On the other side of the ledger, daily price recently took out daily resistance at 1283.4 (now acting support), which allowed price to trade into the current weekly supply. Beyond the weekly area, however, the next upside target on the daily timeframe falls in at 1333.4 – a daily Quasimodo resistance line planted just above the aforementioned weekly Quasimodo resistance hurdle.

Stepping down to the H4 chart, after a small but relatively profitable bounce from the H4 Quasimodo resistance level at 1297.7 on Friday, Gold shot north and collided with H4 resistance chalked in at 1296.3. As can be seen from the H4 angle, the pair’s open this morning was steady, leaving price hovering beneath the current H4 resistance.

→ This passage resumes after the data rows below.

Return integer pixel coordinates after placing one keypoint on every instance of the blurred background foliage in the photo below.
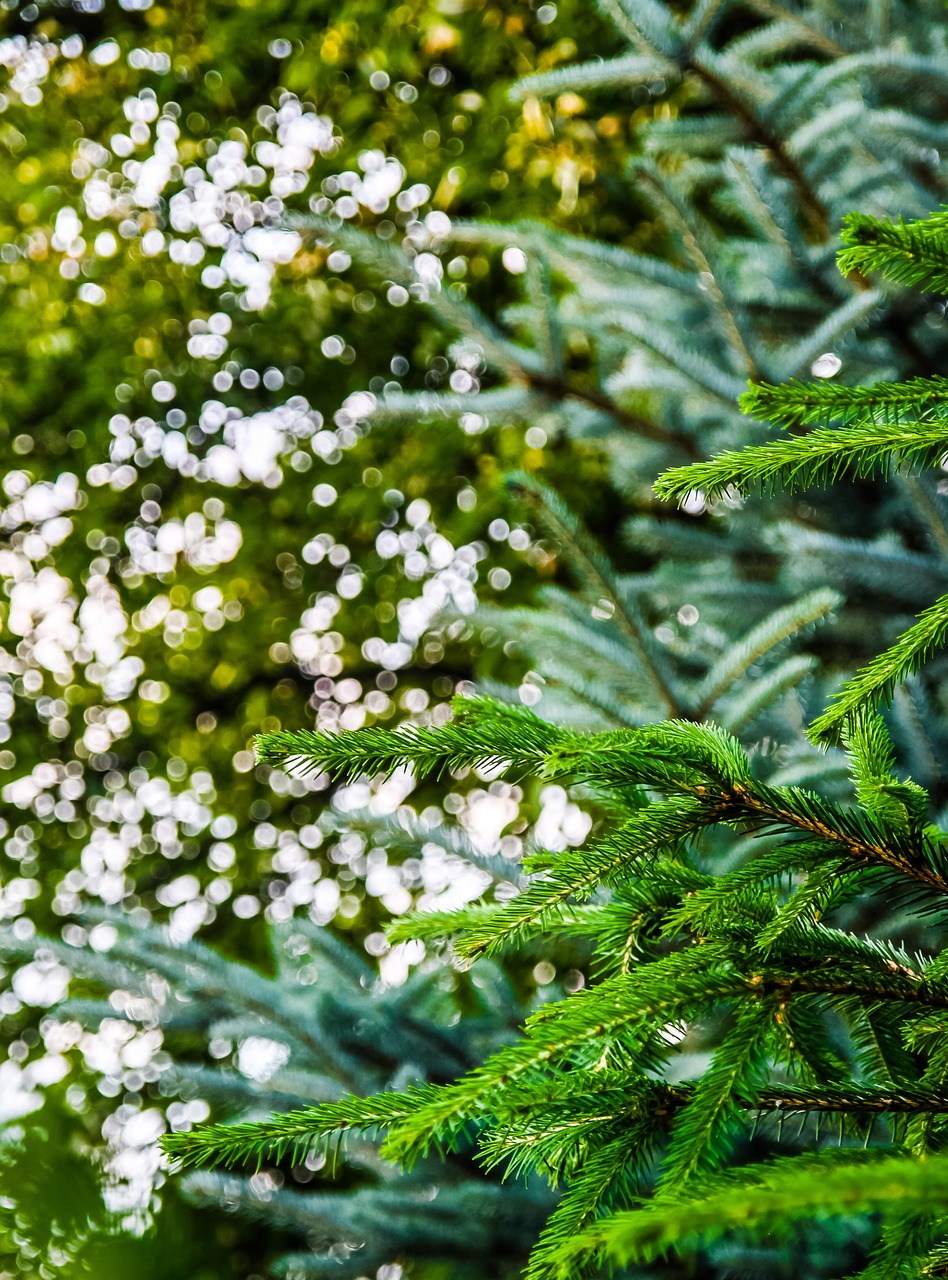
(201, 539)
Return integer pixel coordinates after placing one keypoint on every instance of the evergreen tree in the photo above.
(775, 127)
(807, 1014)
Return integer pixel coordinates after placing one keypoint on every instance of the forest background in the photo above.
(255, 478)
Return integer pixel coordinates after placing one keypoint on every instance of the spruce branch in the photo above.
(768, 1198)
(795, 403)
(825, 456)
(908, 254)
(876, 681)
(482, 735)
(599, 577)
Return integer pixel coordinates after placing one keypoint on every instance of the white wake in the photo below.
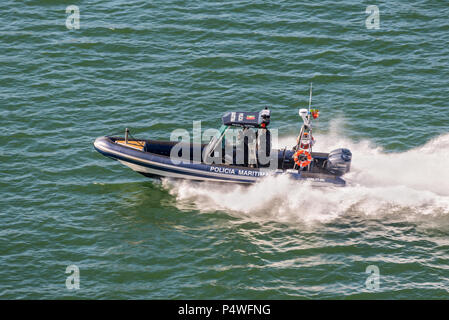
(415, 182)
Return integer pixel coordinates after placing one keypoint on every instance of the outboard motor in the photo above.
(339, 161)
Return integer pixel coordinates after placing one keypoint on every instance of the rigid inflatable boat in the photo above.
(239, 152)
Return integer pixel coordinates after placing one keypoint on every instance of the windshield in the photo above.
(219, 136)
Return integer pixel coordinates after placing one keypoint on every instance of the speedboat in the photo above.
(239, 152)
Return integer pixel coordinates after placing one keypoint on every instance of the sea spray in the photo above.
(414, 182)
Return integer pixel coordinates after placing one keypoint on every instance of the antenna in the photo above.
(310, 98)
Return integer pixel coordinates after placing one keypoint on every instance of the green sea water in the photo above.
(155, 66)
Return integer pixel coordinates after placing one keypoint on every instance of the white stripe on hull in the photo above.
(162, 173)
(101, 146)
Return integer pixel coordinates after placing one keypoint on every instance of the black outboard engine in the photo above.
(339, 161)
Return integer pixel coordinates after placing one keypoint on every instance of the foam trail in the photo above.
(414, 183)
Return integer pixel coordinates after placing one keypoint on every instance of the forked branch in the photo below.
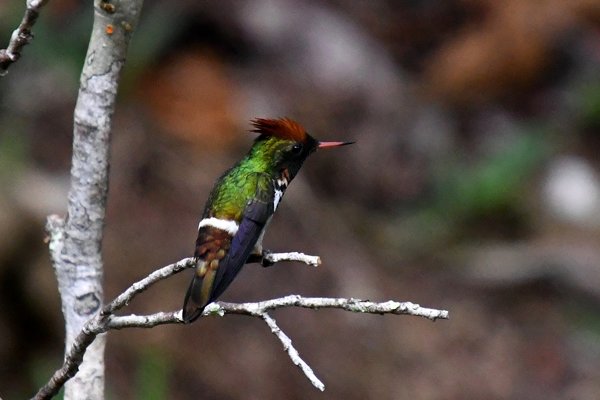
(107, 320)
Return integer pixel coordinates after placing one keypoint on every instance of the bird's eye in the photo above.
(297, 148)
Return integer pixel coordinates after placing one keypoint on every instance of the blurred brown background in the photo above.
(474, 186)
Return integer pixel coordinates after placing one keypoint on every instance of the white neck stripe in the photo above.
(226, 225)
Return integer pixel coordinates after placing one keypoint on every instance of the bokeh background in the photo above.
(474, 186)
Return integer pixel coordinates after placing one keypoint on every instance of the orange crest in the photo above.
(283, 128)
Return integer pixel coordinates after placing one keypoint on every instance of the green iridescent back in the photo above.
(249, 178)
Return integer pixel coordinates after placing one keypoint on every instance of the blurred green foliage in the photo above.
(152, 375)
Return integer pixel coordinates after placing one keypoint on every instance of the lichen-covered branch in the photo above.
(106, 320)
(75, 241)
(20, 36)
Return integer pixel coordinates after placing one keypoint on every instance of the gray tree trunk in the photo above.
(75, 245)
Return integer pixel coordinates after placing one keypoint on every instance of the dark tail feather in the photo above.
(193, 306)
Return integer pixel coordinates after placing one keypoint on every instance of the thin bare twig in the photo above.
(20, 36)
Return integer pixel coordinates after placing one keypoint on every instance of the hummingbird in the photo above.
(241, 205)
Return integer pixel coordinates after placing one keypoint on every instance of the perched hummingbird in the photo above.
(241, 205)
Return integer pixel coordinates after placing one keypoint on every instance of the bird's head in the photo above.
(284, 144)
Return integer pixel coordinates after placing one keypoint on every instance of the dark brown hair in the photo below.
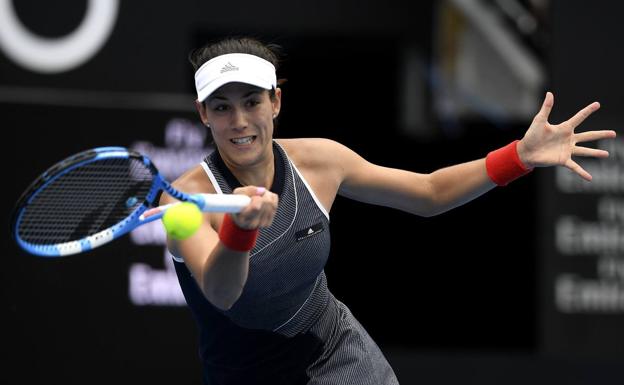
(248, 45)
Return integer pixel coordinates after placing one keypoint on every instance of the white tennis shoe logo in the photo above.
(62, 54)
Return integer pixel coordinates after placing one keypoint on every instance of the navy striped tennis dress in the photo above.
(286, 327)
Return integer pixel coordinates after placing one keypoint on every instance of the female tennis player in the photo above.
(254, 280)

Overall, we feel this market is overbought and will likely pullback this week. Under these circumstances, our team is going to be hunting for lower timeframe selling opportunities around the current H4 resistance hurdle today (for confirmation techniques, please see the top of this report). Now, traders may want to bear in mind that this sell-off could only stretch down to as far as daily support at 1283.4 – a little above the first downside target on the H4 coming in at 1279.7 (a broken Quasimodo support level). So be prepared to close out your position around this area! In the event that the precious metal continues to decline from here, the next take-profit target will be H4 support at 1269.0 which sits just within daily demand at 1270.8-1257.5 (seen below daily support at 1283.4)..

GOLD

Levels to watch/live orders:

  • Buys: Flat (Stop loss: N/A).
  • Sells: 1296.3 region [Tentative – confirmation required] (Stop loss: dependent on where one confirms this area).